Senior PKI Security Engineer (Public Key Infrastructure)

Job Details:

Job Title: Senior PKI Security Engineer (Public Key Infrastructure)

Duration: Long-Term Contract

Location: Atlanta, GA || On-Site

Job Description:

Qualifications:

• Highly motivated and results-driven professional with substantial experience in designing, implementing, and managing PKI and security solutions.
• In-depth understanding of PKI concepts, security properties, and related technologies.
• Proficient in supporting PKI-based products, including web servers, certification authorities, and common PKI protocols (SSL/TLS, HTTPS, LDAPS).
• Hands-on experience with certificate authority (CA) implementation in compliance with the Federal PKI (FPKI) Common Policy Authority.
• Skilled in reviewing and patching Red Hat Certificate System source code for defects, as well as developing new capabilities.
• Strong expertise in PKI engineering support, troubleshooting, and HSM (Hardware Security Module) design and implementation.
• Working knowledge of OSI layer 2-7 security tactics and defense mechanisms against various types of attacks.
• Proven track record of collaborating with teams to deliver projects on time and in alignment with business specifications.

Technical Skills:

• Scripting & Programming: Proficient in PowerShell, Batch, JSON, Python, YAML, etc.
• PKI Expertise: Advanced knowledge of PKI design, implementation, administration, and provisioning in AWS (KMS, CloudHSM, ACM, CloudFront, Secrets Manager, CloudTrail).
• PKI Protocols & Products: In-depth experience with PKI-based products and protocols such as SSL/TLS, HTTPS, LDAPs, etc.
• Cloud Security: Expertise in cloud security technologies, including automating certificate renewal and lifecycle management.
• Microsoft & Venafi: Experience integrating Venafi with Microsoft PKI technologies and public PKI providers.
• Mainframe Security: Experience with IBM Mainframe encryption (TKE, UKO, SGKLM).
• Identity & Access Management: Skilled in identity management, provisioning, authentication, authorization, and HSPD-12 compliance.
• Incident Response & Forensics: Proficient in responding to security breaches, conducting forensic investigations, and deploying incident response measures.
• Security Tools: Experience with encryption, firewalls, intrusion detection systems, and other security measures.
• Automation & Scripting: Expertise in automating security processes, managing certificate renewals, and scripting security measures.
• Bachelor's degree in information security, Computer Science, or a related field.
• CISSP (Certified Information Systems Security Professional)
• AWS Cloud Certifications
• CISM (Certified Information Security Manager)
• Other cybersecurity-related certification s.

Responsibilities:

• Lead and enhance PKI program, ensuring alignment with compliance and regulatory requirements while supporting strategy, governance, implementation, and ongoing operations.
• Collaborate with system owners, business teams, and IT stakeholders to provide best-in-class PKI security strategies, driving long-term business objectives.

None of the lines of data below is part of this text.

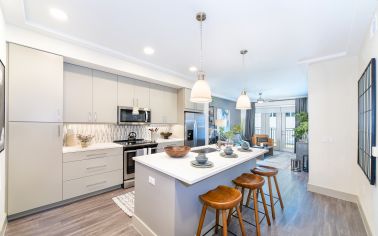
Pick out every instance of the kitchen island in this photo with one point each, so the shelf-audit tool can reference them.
(167, 190)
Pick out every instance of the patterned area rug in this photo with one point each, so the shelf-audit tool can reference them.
(280, 160)
(126, 202)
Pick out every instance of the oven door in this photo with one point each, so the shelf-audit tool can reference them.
(125, 116)
(129, 163)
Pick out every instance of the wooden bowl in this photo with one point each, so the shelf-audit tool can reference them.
(177, 151)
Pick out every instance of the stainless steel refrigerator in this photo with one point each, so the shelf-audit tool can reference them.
(194, 129)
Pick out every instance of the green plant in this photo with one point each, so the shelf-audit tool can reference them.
(301, 131)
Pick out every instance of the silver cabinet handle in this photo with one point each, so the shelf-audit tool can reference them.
(95, 167)
(91, 185)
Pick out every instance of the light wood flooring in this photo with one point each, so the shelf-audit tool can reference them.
(305, 214)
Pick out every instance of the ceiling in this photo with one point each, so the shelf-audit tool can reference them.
(277, 33)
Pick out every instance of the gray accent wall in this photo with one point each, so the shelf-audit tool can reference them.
(230, 105)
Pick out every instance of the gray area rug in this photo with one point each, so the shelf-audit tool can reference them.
(126, 202)
(280, 160)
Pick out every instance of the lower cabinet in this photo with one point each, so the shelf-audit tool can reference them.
(89, 171)
(34, 165)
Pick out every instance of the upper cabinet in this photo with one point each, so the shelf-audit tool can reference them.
(133, 93)
(89, 95)
(35, 85)
(104, 97)
(163, 104)
(77, 93)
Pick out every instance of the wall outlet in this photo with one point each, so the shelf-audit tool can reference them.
(151, 180)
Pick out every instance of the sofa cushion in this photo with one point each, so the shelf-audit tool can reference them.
(262, 140)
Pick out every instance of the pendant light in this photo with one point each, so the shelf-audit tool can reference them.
(201, 92)
(243, 102)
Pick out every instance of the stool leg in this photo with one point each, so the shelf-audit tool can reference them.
(216, 221)
(241, 202)
(249, 197)
(241, 221)
(200, 224)
(265, 207)
(271, 198)
(224, 218)
(278, 191)
(256, 206)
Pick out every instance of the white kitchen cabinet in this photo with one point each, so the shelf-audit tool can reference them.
(77, 93)
(34, 165)
(35, 85)
(133, 93)
(163, 101)
(104, 97)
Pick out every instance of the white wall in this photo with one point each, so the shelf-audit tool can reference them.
(332, 108)
(367, 193)
(2, 154)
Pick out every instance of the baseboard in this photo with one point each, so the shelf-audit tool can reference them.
(332, 193)
(3, 224)
(364, 219)
(141, 227)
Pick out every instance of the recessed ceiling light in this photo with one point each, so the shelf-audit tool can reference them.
(58, 14)
(148, 50)
(193, 69)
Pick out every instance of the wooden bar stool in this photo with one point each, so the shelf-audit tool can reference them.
(253, 183)
(268, 172)
(222, 198)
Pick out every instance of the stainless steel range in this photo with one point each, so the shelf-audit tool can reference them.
(133, 147)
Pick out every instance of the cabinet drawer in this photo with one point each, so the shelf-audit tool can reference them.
(92, 154)
(88, 167)
(77, 187)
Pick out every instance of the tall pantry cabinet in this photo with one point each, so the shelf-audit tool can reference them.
(35, 90)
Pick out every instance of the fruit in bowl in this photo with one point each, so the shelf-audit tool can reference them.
(177, 151)
(166, 135)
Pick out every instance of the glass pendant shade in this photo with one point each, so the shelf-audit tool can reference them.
(243, 102)
(201, 92)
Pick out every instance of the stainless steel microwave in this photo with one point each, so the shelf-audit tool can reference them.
(126, 116)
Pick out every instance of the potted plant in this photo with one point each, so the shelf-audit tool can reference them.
(301, 131)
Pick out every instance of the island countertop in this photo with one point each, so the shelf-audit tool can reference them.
(181, 169)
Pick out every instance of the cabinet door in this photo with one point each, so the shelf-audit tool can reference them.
(77, 93)
(34, 165)
(171, 106)
(104, 97)
(35, 85)
(142, 94)
(125, 92)
(157, 99)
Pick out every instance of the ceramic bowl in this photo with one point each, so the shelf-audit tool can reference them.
(201, 158)
(228, 150)
(177, 151)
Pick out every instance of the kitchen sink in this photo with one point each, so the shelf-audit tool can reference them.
(205, 150)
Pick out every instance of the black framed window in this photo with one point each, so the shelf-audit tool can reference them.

Additional Experience & Responsibilities:

• Design, test, evaluate, implement, and manage security systems to protect the organization's information assets.
• Collaborate with the technical team to recover data after security breaches and implement data recovery strategies.
• Configure and install firewalls, intrusion detection systems, and other security mechanisms to safeguard the infrastructure.
• Create and maintain security automation scripts to track and handle incidents efficiently.
• Perform vulnerability testing, risk analysis, and security assessments to identify and mitigate potential threats.
• Develop and implement disaster recovery plans and ensure business continuity in the event of security failures.
• Train and guide staff on security awareness and best practices, fostering a culture of cybersecurity within the organization.